The target tables/ranges can be anywhere in the workbook, but the sheets named "Query_*" will be deleted after
the query was executed, so you need at least one more sheet for the output.

Once that is done, name the input template in the configuration file, give the output file a name, and run the tool
via this command:

```shell script
java -jar db2xls-bundle*.jar MY_CONFIG.conf
```

If you have more than one version of the tool, expand the `*` to the one you want to use.

Deployment
==========

To run the tool on another machine a Java 11+ runtime is required plus the following files:
* the bundle JAR file
* the configuration file
* the template file

Using other Database Systems
============================

If you need to query a database engine not supported out of the box, you also need the matching JDBC driver for this.
Most RDBMS offer such a driver. You then need to run the following command instead:

```shell script
java -cp db2xls-bundle*.jar:JBDC_DRIVER_FILE.jar de.peterbecker.xls.Db2XlsKt MY_CONFIG.conf
```

On Windows the separator has to be a semicolon instead of the colon. Alternatively you can edit `db2xls-bundle/pom.xml`
to tailor the JDBC drivers in the file -- you can remove any you don't need this way as well. Note that the ones
specified in this file will pick up a version from the `pom.xml` in the top folder, you will have to specify the
version when adding custom ones, but this can be done directly in `db2xls-bundle/pom.xml`.

Programmatic Use
================

The logic behind the command line tool is all behind a single method in the `db2xls` module:

```
de.peterbecker.xls.Db2Xls::runReports(..)
```

This operates on POI `Workbook` objects, it takes the template and a JDBC connection and returns the modified workbook.
Note that at the time of writing it will operate on the input, so the template will have to be copied or loaded before
each use.

The workbook objects can be written to any output stream, which can be used to upload files somewhere or to use them
as a response to a HTTP request.

The `kotlin-xls` library contains lower-level functions that are not relating to database interactions.

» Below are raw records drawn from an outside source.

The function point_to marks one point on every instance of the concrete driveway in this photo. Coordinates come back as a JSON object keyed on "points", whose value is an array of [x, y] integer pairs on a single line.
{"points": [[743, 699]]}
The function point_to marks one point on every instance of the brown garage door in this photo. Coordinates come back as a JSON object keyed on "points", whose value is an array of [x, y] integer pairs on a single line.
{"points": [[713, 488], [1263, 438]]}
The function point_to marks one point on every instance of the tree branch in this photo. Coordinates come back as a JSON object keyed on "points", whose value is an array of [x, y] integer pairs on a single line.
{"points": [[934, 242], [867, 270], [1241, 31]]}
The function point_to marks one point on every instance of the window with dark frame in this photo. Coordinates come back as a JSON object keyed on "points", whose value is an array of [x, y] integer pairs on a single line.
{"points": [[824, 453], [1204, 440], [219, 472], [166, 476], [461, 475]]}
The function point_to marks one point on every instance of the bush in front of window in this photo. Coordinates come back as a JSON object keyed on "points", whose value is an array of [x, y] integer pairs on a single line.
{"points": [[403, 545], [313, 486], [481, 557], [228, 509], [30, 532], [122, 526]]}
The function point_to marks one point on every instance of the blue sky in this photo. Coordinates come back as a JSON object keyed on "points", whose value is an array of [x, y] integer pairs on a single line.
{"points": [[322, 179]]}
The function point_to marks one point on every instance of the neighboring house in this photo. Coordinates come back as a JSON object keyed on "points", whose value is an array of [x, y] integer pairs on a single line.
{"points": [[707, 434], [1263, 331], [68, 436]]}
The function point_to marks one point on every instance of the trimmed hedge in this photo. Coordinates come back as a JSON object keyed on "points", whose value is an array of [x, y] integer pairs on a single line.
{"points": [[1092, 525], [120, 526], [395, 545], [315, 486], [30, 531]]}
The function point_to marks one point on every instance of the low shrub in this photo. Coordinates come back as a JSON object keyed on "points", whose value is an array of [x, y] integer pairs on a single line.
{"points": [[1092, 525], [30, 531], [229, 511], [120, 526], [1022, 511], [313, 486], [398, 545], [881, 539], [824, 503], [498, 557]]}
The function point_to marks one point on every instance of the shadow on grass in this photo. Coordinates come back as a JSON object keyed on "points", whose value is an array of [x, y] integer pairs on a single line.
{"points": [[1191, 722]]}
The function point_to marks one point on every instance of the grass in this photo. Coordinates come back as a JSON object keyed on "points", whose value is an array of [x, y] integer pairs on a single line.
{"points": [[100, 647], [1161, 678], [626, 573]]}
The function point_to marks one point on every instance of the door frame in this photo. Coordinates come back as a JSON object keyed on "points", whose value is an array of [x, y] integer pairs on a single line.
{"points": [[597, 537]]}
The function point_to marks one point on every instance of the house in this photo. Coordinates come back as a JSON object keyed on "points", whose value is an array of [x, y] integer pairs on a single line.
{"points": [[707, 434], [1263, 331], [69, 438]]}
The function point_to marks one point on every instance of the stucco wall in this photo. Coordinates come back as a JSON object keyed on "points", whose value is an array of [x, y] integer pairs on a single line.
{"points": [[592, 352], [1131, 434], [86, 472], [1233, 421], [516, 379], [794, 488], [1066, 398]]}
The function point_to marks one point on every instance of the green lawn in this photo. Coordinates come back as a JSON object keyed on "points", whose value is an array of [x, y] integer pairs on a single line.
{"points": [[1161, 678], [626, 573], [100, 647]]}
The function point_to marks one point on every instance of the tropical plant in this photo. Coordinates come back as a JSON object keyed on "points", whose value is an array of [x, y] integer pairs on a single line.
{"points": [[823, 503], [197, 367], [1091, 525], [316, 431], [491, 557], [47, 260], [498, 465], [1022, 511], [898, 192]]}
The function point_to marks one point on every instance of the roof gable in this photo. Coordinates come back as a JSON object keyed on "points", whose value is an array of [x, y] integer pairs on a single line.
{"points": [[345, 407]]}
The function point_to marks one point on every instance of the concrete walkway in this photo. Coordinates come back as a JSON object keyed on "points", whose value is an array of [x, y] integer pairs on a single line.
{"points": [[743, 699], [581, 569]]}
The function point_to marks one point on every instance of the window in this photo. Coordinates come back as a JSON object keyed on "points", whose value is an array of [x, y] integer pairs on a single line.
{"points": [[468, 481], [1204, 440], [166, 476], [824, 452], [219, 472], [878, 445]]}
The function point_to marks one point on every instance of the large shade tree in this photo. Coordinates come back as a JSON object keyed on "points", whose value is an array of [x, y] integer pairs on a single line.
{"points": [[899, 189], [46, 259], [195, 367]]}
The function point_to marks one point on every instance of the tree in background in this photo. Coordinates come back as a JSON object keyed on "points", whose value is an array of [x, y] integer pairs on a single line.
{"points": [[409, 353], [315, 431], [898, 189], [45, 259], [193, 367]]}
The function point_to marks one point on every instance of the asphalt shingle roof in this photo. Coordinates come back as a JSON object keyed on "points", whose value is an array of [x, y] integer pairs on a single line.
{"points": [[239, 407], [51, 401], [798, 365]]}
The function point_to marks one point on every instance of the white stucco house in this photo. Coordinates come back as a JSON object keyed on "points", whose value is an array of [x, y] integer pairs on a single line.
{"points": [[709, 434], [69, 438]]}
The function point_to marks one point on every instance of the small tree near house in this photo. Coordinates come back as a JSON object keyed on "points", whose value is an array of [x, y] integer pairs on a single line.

This includes
the ability to write in-memory data into the named tables or ranges.

Limitations
===========

Excel does not reference named ranges or tables by their name, but the actual range. Whenever the range changes, all
charts and other visualizations need to be updated. This is currently not fully implemented. The following
visualizations are supported, others will not be updated to reflect the data loaded:

* Line Charts
* Pie Charts
* 3D Pie Charts
* Doughnut Charts

Please feel free to request support for others as needed.